After Messiah, Israel in Egypt is probably Handel’s most popular oratorio, usually revived this time of the year with Passover and Easter looming. This year the North Carolina Master Chorale, once known as the Raleigh Oratorio Society, tackled this most unusual of the composer’s many oratorios.

Handel came to England in 1712 from Hanover following his old boss, who became George I of England. The darling of the Italian opera buffs, Handel promptly made himself the center of England’s musical life with a long string of operas, anthems, and popular works for instrumental ensembles. But by the mid 1730s the opera public had tired of these exercises in vocal pyrotechnics, static, repetitious plots, improbable love stories and strutting castrati with their pretensions and immense fees (sound familiar?). Handel, ever sensitive to public taste, as well as the bottom line, cast around for a new medium to regain his popularity. The result was what is known today as the “Handel oratorio,” based on biblical and classical subjects and meant for popular entertainment, not as religious fare.
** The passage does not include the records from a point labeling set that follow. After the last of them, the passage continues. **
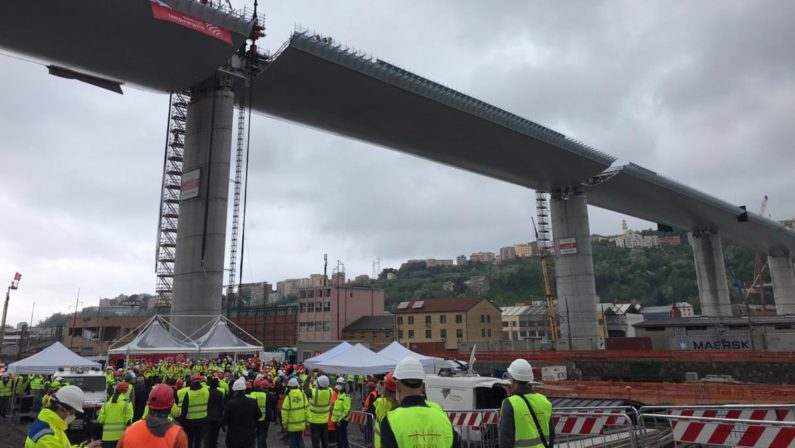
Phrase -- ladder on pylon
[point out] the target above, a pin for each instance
(170, 197)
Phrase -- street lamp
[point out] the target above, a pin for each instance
(14, 285)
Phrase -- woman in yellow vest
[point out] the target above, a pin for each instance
(115, 416)
(295, 414)
(417, 423)
(525, 417)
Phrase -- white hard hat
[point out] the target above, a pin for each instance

Israel in Egypt was one of his early experiments. Written in 1738, it was initially a dismal failure, not least because the public was unfamiliar with the new genre. It is a choral oratorio with only a few solo recitatives, short arias and duets interspersed, yet nevertheless requiring five soloists of which only three have anything significant to do – and even they don’t do much. Israel in Egypt certainly lacks the drama of Handel’s later oratorios, and one imagines that had he written the work later in his life, he might well have begun it with Moses’ dramatic confrontation with Pharaoh and ended it with the actual exodus. As it is, all the drama takes place in Part I, leaving the text of the Part II with nothing but repetitions of the parting of the Red Sea and songs of praise.

Nevertheless, Israel in Egypt has some of the most vivid tone painting in all of classical music in the instrumental accompaniments describing the ten plagues. In “Their land brought forth frogs” the music leaps along in a dotted rhythm figure, while in “.there came all manner of flies and lice.” the music flits and buzzes. The chorus was most impressive in “He gave them hailstones,” while the orchestra pelts them with aural stones. The chase of the Hebrews by Pharaoh’s army is a fugue, and the aria “Thou didst blow with the wind” is accompanied, of course, only by the winds.

In general, the performance, under MCNC’s director Alfred Sturgis, was competent and professional, but not the group’s best effort. One of the biggest problems of the performance was balance between instruments and singers. You can’t pit 27 instruments – only 16 strings – against a mass of 150+ voices. Most of the time, it didn’t matter all that much, but in those numbers in which the orchestra provides more than just a doubling of the voices, it was often overwhelmed.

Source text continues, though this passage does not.